The Pentagon is already working on expanding its Ground-Based Interceptor inventory to 64 missiles by adding 20 missiles at Fort Greely in Alaska. The MDR cited a potential for up to another 40 missiles at the base, and also discussed the possibility of establishing a new GBI site within the continental U.S., an issue that Congress and the Department of Defense has been weighing for some time. However, the review does not call for pursuing either of these additional options, and says that decisions regarding further expansion of the GBI fleet will be made in the future based on emerging threat conditions. Work will also continue on an improved booster and exoatmospheric kill vehicle for the GBI fleet, capabilities that were first tested in 2017. The MDR also discussed bolstering existing ICBM defense by leveraging lower cost SM-3 missiles to supplement existing GBIs. The SM-3 is currently used for regional defense against shorter-range ballistic missiles. The MDA will test an SM-3 Block IIA against an ICBM target in 2020.
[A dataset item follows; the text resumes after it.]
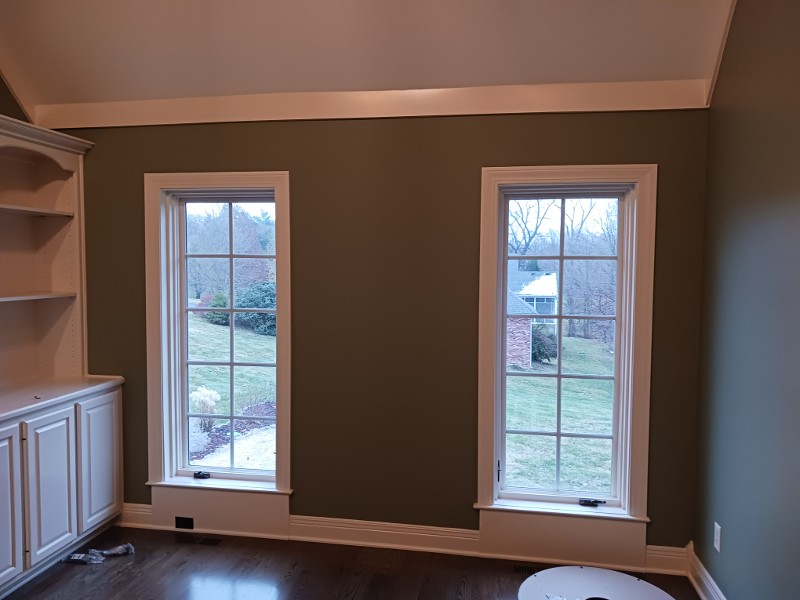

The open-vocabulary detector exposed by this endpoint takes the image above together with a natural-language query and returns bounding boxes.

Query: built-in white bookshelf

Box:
[0,116,91,398]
The integration of U.S. and allied missile defense capabilities was highlighted in the MDR, and the president discussed working with countries like Japan and North Atlantic Treaty Organization allies. Trump has been a frequent critic of some members of NATO for failing to meet an obligation to spend at least 2.0 percent of GDP on defense. During the MDR briefing, the president said he’ll stand behind NATO 100 percent, but that members need to step up in terms of how much they contribute to defense. Integrating missile defense capabilities with allies helps to expand the protective umbrella through data sharing, allowing different systems to work together to track and defeat missile threats. Of course, this is a complicated endeavor, and the U.S. is already working on enabling its own diverse mix of radars and launchers to work together.